它从电话顺利传输,当到达目的服务器时,由下面的Python代码接收:

// Get file from post
        request.files['audioFile'].save(save_path)
        app.logger.info("Save received file in " + save_path )
        #continue processing...
        try:
            sampleIn, dataIn = wavfile.read(save_path)  #<-- this line is responsible for my misery 
        except Exception:
            app.logger.info("Error reading wav file  " + save_path)

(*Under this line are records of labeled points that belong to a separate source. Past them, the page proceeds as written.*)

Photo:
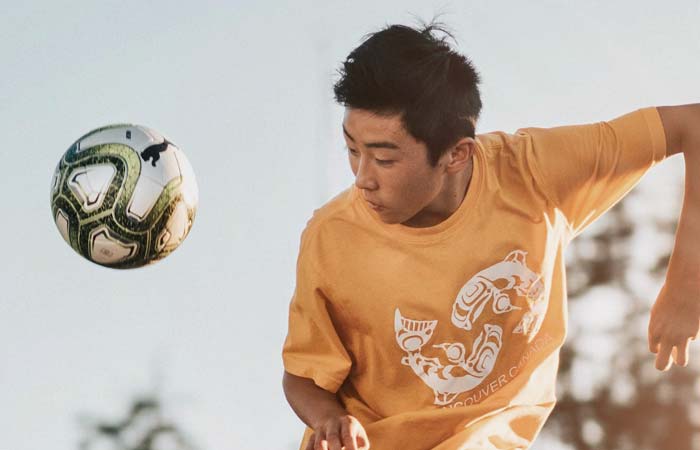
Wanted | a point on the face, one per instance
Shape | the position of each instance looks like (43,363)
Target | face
(392,170)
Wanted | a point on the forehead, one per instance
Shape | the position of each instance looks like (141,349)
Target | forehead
(369,126)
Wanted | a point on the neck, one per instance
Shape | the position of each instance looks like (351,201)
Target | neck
(449,200)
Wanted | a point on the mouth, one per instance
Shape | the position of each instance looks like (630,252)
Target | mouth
(374,206)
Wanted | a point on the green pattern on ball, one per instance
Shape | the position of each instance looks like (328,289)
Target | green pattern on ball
(112,212)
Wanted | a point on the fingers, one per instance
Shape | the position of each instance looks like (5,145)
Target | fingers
(348,437)
(663,357)
(669,354)
(681,353)
(345,433)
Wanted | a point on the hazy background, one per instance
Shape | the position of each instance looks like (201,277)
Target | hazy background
(244,88)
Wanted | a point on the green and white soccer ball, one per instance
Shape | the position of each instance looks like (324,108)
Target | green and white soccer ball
(123,196)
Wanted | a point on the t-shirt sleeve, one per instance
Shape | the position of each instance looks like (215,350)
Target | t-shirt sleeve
(312,348)
(586,169)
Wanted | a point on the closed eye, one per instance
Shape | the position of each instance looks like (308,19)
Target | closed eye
(381,162)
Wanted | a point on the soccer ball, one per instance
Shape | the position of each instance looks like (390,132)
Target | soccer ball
(123,196)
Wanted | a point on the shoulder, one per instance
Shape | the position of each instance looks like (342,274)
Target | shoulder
(340,209)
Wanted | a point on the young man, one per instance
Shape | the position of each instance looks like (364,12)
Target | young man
(430,303)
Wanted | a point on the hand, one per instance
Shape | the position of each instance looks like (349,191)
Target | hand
(337,433)
(674,322)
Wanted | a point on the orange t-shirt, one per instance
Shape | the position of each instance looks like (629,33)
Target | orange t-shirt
(448,337)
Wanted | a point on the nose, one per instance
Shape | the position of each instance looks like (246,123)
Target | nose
(364,177)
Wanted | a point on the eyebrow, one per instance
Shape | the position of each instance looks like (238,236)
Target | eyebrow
(380,144)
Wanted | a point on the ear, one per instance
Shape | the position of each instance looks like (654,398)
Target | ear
(457,158)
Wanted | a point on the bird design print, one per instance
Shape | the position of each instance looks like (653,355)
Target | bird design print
(490,289)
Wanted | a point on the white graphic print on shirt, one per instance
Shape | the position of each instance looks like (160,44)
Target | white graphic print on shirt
(491,286)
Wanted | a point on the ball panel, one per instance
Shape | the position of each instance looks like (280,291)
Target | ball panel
(118,196)
(90,185)
(190,192)
(106,248)
(146,194)
(62,221)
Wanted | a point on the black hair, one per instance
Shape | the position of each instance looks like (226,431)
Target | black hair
(413,73)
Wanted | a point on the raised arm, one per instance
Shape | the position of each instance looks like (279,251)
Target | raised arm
(675,316)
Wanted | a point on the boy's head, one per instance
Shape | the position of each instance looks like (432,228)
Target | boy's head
(413,74)
(411,105)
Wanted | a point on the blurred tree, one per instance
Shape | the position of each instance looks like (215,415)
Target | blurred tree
(610,396)
(143,428)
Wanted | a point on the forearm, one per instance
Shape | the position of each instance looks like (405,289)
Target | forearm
(311,403)
(684,266)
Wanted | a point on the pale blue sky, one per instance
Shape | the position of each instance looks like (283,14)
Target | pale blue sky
(244,88)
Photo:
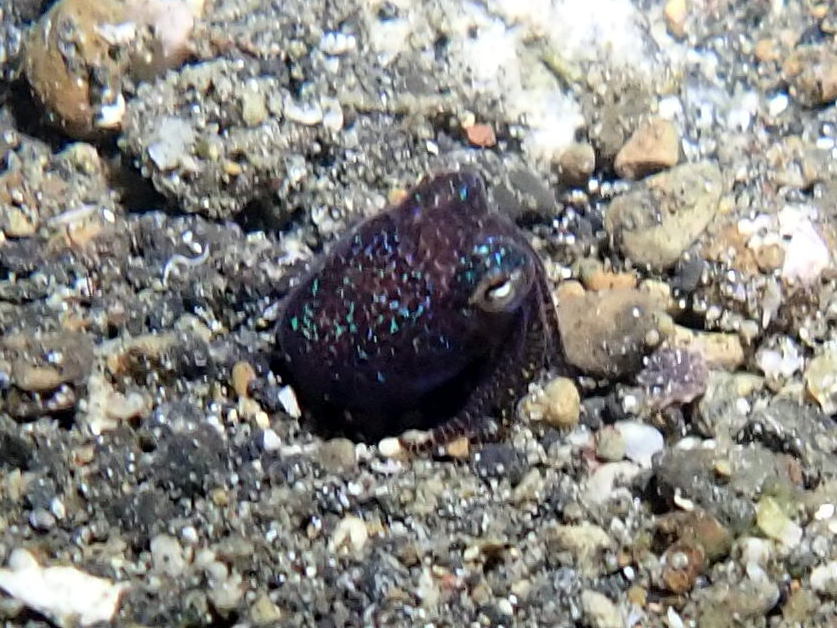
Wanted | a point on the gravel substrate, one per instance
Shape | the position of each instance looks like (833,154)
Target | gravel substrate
(170,168)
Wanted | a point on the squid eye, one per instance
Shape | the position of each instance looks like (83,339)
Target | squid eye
(497,293)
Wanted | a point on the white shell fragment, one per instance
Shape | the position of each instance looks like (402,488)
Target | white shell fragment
(641,441)
(68,596)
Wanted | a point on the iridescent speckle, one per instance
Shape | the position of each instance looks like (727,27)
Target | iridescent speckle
(433,315)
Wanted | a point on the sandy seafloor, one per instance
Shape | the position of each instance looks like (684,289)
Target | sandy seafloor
(141,263)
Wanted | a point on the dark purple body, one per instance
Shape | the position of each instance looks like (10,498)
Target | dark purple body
(434,314)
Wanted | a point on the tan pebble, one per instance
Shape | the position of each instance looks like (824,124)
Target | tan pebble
(561,403)
(391,448)
(577,163)
(821,380)
(459,449)
(481,135)
(610,444)
(349,535)
(220,497)
(654,146)
(812,73)
(607,280)
(253,108)
(232,168)
(722,468)
(568,290)
(637,595)
(243,375)
(719,350)
(18,223)
(338,454)
(675,14)
(79,52)
(682,563)
(606,333)
(765,50)
(770,257)
(83,455)
(264,612)
(36,378)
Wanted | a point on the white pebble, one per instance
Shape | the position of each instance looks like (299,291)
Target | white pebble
(271,440)
(641,441)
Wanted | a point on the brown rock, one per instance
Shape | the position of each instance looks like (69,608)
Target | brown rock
(682,562)
(653,147)
(577,163)
(41,363)
(607,333)
(812,74)
(675,14)
(243,375)
(481,135)
(658,220)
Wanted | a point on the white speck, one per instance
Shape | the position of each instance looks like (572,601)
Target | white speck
(308,114)
(336,43)
(271,440)
(189,535)
(825,511)
(110,115)
(68,596)
(673,619)
(287,397)
(777,105)
(332,114)
(670,108)
(641,441)
(806,254)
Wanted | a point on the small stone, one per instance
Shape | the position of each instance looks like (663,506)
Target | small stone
(655,222)
(608,333)
(653,147)
(824,579)
(243,375)
(766,50)
(481,135)
(610,445)
(639,441)
(770,257)
(775,524)
(390,448)
(271,440)
(586,542)
(264,612)
(253,108)
(812,72)
(41,519)
(226,594)
(577,163)
(287,397)
(337,455)
(821,380)
(66,595)
(171,143)
(350,534)
(504,607)
(672,376)
(599,611)
(675,13)
(597,279)
(167,555)
(459,449)
(682,563)
(561,403)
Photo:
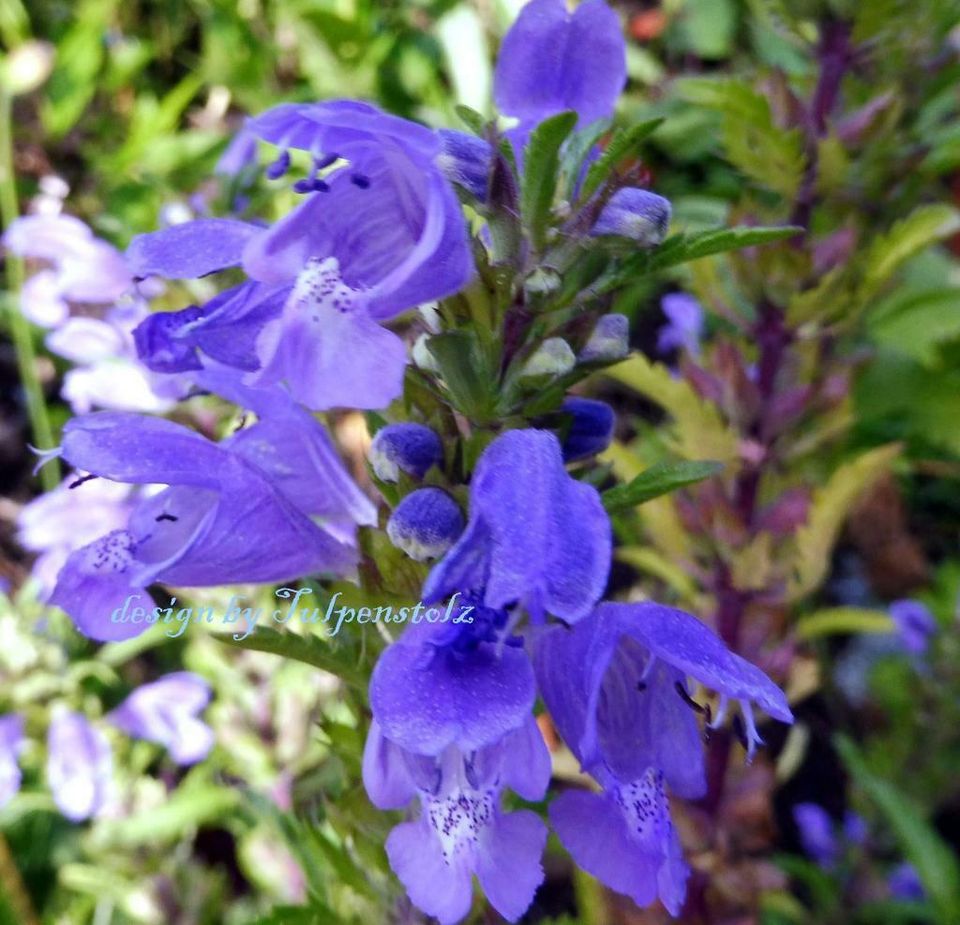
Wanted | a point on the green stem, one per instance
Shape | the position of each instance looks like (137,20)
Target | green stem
(20,332)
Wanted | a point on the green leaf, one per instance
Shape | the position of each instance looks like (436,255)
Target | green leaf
(188,807)
(889,252)
(682,248)
(831,505)
(920,325)
(471,119)
(307,649)
(623,145)
(937,866)
(699,431)
(462,365)
(658,480)
(708,27)
(771,156)
(541,166)
(834,620)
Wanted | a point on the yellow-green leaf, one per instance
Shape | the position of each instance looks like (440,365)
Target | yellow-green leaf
(831,506)
(699,432)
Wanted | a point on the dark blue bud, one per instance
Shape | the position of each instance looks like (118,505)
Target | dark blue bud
(158,345)
(410,448)
(279,167)
(591,429)
(425,524)
(465,160)
(637,214)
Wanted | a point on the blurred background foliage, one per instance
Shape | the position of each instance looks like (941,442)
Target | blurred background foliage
(131,103)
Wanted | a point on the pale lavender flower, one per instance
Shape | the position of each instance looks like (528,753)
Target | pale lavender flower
(79,766)
(166,712)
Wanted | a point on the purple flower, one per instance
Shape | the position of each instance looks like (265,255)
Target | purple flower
(79,766)
(465,160)
(11,743)
(625,838)
(915,625)
(591,428)
(166,712)
(684,329)
(904,883)
(425,524)
(63,520)
(224,330)
(553,60)
(234,512)
(81,268)
(616,687)
(409,448)
(452,683)
(817,833)
(536,538)
(328,343)
(462,830)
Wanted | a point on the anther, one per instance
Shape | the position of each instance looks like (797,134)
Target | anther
(686,698)
(322,163)
(740,732)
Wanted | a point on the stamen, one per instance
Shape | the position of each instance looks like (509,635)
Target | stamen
(83,478)
(740,733)
(322,163)
(753,737)
(717,721)
(279,167)
(686,698)
(311,185)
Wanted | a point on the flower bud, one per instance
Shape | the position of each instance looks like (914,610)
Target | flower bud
(591,430)
(609,342)
(465,160)
(552,358)
(635,213)
(410,448)
(425,524)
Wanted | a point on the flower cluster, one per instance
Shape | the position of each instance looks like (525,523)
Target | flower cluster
(486,416)
(79,757)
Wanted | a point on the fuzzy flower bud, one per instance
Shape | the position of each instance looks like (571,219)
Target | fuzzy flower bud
(552,358)
(591,430)
(637,214)
(609,342)
(410,448)
(425,524)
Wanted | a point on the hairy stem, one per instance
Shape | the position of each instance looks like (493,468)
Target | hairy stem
(19,327)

然后是当我收到错误消息:值错误:无法理解文件格式b '\x00\x00\x00\x18'。仅支持'RIFF'和'RIFX'。
也许我的波形文件不是一个真正的wav文件,有些东西丢失了,也许是“RIFF$”字符串在开始,但我不知道如何修复。
对此有什么提示吗?提前感谢!

yhxst69z

yhxst69z1#

贴出答案希望能帮助后来者,特别是因为很难找到能引导我找到解决方案的答案。我真的尼德处理字节。
问题是MediaRecorder不能以WAV格式保存。以“audio/wa”MIME类型发布原始数据不能使其成为一个wave文件。就像没有人仅仅通过穿和服就能成为忍者一样;)
要获取wave文件,我们需要:
(1)使用AudioRecorder代替Media Recorder,保存原始音频数据,如建议here
(2)将原始数据保存为wave文件,您需要逐字节写入wav文件,并添加Wave标头。
(3)调整WAVE标题,以避免Scipy出现“文件过早结束”错误
以下是(1)使用AudioRecord记录原始数据的工作代码(快速和粗略的方法):

//First check whether the above object actually initialized
            if (audioRecord!!.state != AudioRecord.STATE_INITIALIZED) {
                //return
                Log.e("[some tag]", "Audio record no inicializado")
            }

            // assign size so that bytes are read in in chunks inferior to AudioRecord internal buffer size
            isRecordingAudio = true

            val data = ByteArray(BUFFER_SIZE_RECORDING / 2)
            var outputStream: FileOutputStream? = null

            //Now start the audio recording
            audioRecord.startRecording()

            //rECORDING Thread Start
            Thread{

                try {
                    outputStream = FileOutputStream(tmpRecordfile)
                } catch (e: FileNotFoundException) {
                    Log.e("[some tag]", "tmpRecordfile access fail"+ e.message)
                    
                }

                while (isRecordingAudio) {
                    val read = audioRecord!!.read(data, 0, data.size)
                    try {
                        outputStream!!.write(data, 0, read)
                        // clean up file writing operations
                    } catch (e: IOException) {
                        Log.e("[some tag]", " writing audio into tmpFile>> file access fail"+ e.message)
                        e.printStackTrace()
                    }
                }

在零件代码中(2)我尝试将原始数据保存到WAV文件中,将WAV头添加到第一部分获得的原始数据中。关键部分是每个字节的头字节,(i)符合WAVE standard和(ii)usign little-endian format,WAVE所需。简单地说,字节被向后写入,而不是以十六进制写入int值16的“00 01”,你写“0100”。
在这一点上,如果你能逃跑,请这样做!以下代码是为了帮助业力灵魂支付他们的罪孽写入字节;)
在你编码之前,你需要装备一个特殊的武器。因为你需要理解的波头作为epxlaind在这里:

必不可少的工具将是一个十六进制编辑器和一些十六进制到十进制转换器。我用记事本+与十六进制插件检查文件中的字节。也是一个在线转换器从十六进制〈〉DEC,使用小端编码as this online converter例如,前4个字节有字符串“RIFF”,但follwogin有你的文件的大小。是必要检查的值,在十六进制使用小端encondig,和你的文件大小一样。2这个验证是wave标准中描述的每个字节都需要的。3下面是我的wave头的一个例子:

遵循代码的延续。啊,重要的是:在这个Kotlin中,我使用线程来记录数据,使用缓冲池来管理数据;)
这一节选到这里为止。